This section defines the technical implementation for the AI-powered chat assistant, a new core feature of the frontend application.

8.1 Component Architecture & Integration

• Primary Component: A new component, ChatWidget.tsx, will be created to encapsulate all functionality of the AI chat interface.
• Integration: The ChatWidget will be integrated directly into the main MainLayout component, ensuring it is a persistent element available to all authenticated users across the application. Its visibility can be toggled by the user.

8.2 State Management

The chat component's state will be managed using the application's existing state management patterns.

• Local UI State: Standard React hooks (useState) will manage the widget's transient UI state, such as whether the chat window is open or closed.
• Global Chat State: A new slice will be added to the Zustand global store (/stores/chatStore.ts). This slice will be responsible for managing:
  • sessionId (string | null): The ID for the current active conversation.
  • messages (Array): An array of message objects, each with a speaker (user or ai), content, and type (e.g., text, plan_confirmation_required).
• Server State: All loading, error, and data states related to API communication will be managed by TanStack Query.

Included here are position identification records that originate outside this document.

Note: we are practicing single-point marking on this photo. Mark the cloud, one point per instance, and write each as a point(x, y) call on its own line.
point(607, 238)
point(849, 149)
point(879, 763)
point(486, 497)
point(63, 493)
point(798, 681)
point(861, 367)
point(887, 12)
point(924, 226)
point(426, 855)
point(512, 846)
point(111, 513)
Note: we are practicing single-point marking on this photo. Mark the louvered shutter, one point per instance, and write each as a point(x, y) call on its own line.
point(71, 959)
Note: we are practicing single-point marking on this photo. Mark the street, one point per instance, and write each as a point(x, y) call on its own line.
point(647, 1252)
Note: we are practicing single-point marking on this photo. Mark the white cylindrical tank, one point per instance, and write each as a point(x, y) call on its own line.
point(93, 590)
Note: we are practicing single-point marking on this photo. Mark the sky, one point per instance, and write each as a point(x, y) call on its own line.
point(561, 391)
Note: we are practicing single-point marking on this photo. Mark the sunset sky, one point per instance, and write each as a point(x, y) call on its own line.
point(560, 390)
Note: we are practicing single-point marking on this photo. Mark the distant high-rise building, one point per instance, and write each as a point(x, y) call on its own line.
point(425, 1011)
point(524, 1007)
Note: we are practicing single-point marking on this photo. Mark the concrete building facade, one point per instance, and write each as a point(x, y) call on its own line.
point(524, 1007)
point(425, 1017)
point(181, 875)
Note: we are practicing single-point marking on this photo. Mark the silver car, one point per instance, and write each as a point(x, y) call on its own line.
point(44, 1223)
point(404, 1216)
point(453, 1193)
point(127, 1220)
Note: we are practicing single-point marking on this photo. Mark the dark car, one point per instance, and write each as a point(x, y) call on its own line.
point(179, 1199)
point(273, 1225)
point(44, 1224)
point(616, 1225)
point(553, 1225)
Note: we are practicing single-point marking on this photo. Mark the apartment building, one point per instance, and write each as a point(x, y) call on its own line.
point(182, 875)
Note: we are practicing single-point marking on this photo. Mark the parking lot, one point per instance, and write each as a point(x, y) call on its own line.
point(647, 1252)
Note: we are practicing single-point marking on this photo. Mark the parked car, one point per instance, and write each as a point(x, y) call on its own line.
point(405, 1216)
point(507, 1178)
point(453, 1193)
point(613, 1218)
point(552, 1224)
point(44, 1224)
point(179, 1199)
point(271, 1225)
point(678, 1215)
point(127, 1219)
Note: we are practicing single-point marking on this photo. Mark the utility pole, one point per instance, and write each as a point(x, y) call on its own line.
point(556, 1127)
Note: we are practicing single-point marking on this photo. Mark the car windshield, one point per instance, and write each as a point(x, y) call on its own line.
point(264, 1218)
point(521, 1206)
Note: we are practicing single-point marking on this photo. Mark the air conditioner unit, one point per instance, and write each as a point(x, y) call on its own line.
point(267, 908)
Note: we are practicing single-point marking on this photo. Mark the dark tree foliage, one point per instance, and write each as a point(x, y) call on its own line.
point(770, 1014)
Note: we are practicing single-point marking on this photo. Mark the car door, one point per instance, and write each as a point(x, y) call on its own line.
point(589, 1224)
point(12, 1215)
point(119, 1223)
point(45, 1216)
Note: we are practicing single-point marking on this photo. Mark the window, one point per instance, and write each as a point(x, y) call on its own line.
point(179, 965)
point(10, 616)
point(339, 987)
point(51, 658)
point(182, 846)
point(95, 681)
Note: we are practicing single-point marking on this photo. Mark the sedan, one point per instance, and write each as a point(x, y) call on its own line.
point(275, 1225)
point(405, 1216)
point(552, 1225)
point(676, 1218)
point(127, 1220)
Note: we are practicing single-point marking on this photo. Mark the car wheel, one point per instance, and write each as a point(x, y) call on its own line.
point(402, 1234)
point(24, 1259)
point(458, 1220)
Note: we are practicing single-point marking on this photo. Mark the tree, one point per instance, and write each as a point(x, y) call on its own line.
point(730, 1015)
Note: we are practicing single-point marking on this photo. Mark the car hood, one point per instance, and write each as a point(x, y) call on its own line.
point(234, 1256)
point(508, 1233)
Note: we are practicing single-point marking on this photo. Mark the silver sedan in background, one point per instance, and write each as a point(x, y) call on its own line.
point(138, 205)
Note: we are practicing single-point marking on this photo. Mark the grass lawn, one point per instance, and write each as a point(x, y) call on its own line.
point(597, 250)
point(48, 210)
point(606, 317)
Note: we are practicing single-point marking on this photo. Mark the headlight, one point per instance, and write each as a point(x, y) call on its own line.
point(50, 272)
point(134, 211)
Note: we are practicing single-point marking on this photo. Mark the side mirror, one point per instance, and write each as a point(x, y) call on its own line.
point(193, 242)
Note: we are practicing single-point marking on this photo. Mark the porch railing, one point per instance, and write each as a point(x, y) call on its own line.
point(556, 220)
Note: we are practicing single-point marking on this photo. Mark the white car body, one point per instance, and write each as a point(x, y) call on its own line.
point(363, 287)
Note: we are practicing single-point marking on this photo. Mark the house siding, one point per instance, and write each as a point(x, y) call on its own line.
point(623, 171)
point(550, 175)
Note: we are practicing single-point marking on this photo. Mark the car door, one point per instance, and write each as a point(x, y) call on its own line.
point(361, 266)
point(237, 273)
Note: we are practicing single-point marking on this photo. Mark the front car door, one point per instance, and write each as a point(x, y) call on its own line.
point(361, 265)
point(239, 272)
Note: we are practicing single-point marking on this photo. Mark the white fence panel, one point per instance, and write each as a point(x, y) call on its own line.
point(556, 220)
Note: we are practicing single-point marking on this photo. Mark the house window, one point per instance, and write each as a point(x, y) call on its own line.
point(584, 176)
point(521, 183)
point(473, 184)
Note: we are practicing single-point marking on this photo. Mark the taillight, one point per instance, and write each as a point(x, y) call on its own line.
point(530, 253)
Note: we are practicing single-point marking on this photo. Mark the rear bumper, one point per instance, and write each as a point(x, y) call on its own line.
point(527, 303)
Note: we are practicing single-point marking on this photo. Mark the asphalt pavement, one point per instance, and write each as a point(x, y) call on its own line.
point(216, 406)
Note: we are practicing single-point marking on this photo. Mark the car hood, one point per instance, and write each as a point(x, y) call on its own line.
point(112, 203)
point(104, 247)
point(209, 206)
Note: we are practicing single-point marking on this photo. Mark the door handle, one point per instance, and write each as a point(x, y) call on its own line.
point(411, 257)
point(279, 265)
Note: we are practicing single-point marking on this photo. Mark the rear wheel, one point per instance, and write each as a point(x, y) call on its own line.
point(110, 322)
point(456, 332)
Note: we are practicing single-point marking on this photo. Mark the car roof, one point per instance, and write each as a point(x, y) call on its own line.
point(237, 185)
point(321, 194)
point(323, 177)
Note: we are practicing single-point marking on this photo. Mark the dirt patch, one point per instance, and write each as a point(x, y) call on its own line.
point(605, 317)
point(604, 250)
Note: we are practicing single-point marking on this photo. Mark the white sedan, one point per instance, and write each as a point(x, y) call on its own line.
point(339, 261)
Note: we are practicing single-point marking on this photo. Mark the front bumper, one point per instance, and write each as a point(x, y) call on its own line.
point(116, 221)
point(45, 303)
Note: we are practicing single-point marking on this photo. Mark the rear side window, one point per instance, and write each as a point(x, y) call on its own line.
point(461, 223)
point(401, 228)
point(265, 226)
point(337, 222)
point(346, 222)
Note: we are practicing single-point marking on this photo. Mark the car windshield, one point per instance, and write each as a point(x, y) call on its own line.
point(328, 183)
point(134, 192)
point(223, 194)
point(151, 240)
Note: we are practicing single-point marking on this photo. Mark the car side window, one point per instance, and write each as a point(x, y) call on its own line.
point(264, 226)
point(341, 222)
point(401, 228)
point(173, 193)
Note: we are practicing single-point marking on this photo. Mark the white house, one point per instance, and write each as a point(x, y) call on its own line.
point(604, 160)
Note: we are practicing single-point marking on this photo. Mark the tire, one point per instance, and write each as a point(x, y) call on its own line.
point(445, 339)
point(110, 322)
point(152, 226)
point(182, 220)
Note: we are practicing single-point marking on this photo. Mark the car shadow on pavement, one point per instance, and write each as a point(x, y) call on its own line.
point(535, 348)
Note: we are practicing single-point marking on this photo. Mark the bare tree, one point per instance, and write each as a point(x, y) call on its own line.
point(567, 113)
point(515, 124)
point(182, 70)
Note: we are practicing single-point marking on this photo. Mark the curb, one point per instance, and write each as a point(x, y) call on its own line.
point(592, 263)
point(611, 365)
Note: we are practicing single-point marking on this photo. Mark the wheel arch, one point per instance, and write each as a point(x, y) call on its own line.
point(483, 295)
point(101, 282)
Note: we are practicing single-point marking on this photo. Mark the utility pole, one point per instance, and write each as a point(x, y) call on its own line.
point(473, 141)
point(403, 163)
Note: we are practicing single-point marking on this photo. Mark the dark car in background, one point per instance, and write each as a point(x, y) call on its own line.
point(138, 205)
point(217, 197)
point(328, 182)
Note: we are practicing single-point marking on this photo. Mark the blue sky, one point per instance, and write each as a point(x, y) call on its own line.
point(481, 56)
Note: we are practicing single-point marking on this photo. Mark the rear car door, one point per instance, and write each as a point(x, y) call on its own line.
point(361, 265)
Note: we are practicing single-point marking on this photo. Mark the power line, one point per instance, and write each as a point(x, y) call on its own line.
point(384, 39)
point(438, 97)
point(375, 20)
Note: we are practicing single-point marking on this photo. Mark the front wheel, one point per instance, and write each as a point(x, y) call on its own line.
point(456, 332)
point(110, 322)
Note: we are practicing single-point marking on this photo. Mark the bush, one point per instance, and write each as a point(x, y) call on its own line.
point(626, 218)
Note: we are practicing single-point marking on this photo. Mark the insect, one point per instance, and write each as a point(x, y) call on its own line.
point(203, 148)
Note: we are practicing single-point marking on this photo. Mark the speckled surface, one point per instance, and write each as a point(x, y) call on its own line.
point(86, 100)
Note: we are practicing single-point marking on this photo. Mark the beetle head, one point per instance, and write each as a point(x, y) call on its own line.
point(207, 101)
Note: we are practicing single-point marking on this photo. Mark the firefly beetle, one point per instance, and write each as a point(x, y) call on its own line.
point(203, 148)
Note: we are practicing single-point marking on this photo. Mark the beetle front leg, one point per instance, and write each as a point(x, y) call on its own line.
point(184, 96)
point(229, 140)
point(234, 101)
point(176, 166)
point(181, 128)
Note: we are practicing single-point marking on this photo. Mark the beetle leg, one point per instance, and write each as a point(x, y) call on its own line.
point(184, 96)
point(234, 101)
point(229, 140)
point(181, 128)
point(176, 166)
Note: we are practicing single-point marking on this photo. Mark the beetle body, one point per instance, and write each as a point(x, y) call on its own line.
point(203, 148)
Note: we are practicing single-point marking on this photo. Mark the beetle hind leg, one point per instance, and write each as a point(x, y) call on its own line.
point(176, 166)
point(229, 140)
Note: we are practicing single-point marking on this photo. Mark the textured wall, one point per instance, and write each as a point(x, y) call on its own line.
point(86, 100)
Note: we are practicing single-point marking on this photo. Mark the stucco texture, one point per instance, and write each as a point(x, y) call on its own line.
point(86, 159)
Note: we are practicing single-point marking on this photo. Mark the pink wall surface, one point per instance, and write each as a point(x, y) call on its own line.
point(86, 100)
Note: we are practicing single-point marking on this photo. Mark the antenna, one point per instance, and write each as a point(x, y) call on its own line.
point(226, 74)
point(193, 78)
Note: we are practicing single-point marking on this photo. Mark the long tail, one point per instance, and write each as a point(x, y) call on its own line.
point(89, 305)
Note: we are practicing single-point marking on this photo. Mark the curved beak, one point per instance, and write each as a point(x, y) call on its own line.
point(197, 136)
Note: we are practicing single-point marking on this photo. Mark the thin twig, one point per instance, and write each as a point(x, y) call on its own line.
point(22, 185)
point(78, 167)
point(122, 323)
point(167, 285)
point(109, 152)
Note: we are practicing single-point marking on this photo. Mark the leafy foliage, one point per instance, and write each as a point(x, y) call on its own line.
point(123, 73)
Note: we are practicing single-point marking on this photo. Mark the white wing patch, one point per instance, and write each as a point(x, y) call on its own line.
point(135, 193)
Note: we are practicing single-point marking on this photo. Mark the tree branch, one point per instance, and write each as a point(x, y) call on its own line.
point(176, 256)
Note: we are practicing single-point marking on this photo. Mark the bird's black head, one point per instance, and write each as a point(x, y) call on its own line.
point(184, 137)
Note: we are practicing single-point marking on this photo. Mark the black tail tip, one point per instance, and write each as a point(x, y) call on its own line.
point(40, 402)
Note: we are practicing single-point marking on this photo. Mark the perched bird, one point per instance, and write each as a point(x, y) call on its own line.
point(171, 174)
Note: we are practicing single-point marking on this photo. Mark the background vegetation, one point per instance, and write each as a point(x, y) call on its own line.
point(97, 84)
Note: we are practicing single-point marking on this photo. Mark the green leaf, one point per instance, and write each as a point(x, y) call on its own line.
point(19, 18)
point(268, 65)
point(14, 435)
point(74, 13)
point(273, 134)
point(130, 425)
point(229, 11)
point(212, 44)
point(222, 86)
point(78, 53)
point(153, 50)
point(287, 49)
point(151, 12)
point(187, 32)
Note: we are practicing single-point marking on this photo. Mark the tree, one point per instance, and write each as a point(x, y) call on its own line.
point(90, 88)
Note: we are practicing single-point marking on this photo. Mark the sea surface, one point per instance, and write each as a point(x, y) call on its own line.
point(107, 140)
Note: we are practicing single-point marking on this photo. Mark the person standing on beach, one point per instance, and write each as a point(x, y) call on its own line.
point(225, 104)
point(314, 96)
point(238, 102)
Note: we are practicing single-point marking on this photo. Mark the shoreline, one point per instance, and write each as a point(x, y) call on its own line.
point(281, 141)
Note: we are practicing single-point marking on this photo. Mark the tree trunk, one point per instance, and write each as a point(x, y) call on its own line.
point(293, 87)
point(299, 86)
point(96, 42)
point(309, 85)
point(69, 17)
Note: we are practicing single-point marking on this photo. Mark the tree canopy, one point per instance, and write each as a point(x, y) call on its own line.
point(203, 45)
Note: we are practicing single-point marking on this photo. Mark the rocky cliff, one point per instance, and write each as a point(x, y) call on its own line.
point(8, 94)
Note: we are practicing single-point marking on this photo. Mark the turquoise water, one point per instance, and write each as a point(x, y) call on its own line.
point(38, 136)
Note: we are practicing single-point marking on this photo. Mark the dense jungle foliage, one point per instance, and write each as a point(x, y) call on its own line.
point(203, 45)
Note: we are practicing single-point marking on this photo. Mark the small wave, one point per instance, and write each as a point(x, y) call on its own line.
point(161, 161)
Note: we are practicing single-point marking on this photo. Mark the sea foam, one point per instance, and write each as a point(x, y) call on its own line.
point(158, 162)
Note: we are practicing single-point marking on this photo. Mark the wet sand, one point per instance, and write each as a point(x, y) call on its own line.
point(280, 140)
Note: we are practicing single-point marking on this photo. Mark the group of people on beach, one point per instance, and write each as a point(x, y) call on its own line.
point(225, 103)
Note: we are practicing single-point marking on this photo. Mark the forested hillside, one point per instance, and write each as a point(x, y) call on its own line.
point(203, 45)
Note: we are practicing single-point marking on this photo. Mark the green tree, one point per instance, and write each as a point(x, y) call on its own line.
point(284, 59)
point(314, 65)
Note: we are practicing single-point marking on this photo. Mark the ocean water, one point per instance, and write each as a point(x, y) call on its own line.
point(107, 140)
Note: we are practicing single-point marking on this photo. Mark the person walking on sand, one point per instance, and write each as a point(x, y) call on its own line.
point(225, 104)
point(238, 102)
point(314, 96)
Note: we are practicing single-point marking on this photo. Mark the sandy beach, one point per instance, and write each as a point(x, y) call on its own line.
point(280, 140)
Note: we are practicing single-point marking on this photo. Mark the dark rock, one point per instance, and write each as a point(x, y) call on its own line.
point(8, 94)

8.3 API Client Interaction

Interaction with the AI backend will be centralized and managed via TanStack Query.

• API Client Function: A new function will be added to the Axios API client to handle requests to the POST /api/ai endpoint.
• Mutation Hook: A custom hook, useSendAiQuery, will be created. This hook will wrap TanStack Query's useMutation and contain the core logic for:
  1. Sending the user's query or confirmation to the backend.
  2. On success, updating the messages array in the Zustand store with the response from the server.
  3. Handling and exposing isLoading and error states to the UI.

8.4 Key UI/UX Flows

The ChatWidget.tsx component must implement the following critical user flows.

• Plan Confirmation Flow:
  1. When the useSendAiQuery mutation receives a response with type: "plan_confirmation_required", the component must add the plan's description to the message list.
  2. The UI will then render "Confirm" and "Cancel" buttons within the chat history.
  3. The user input text field must be disabled until a choice is made.
  4. If the user clicks "Confirm", the useSendAiQuery mutation will be called again, this time populating the confirmation object in the request body with the planId.
• Chat History Auto-Complete:
  1. The component will monitor the user's input. When the input begins with the @ character, it will trigger a useQuery hook (likely configured with enabled: false and manually refetched) to call a new endpoint, GET /api/ai/sessions.
  2. The list of past conversations returned from the API will be displayed in a dropdown menu, allowing the user to select a session to resume.
• Message Rendering:
  1. The component will map over the messages array from the Zustand store.
  2. It must use conditional rendering to display different UI for different message types (e.g., a simple text bubble for user/ai messages, a special component with buttons for plan_confirmation_required messages).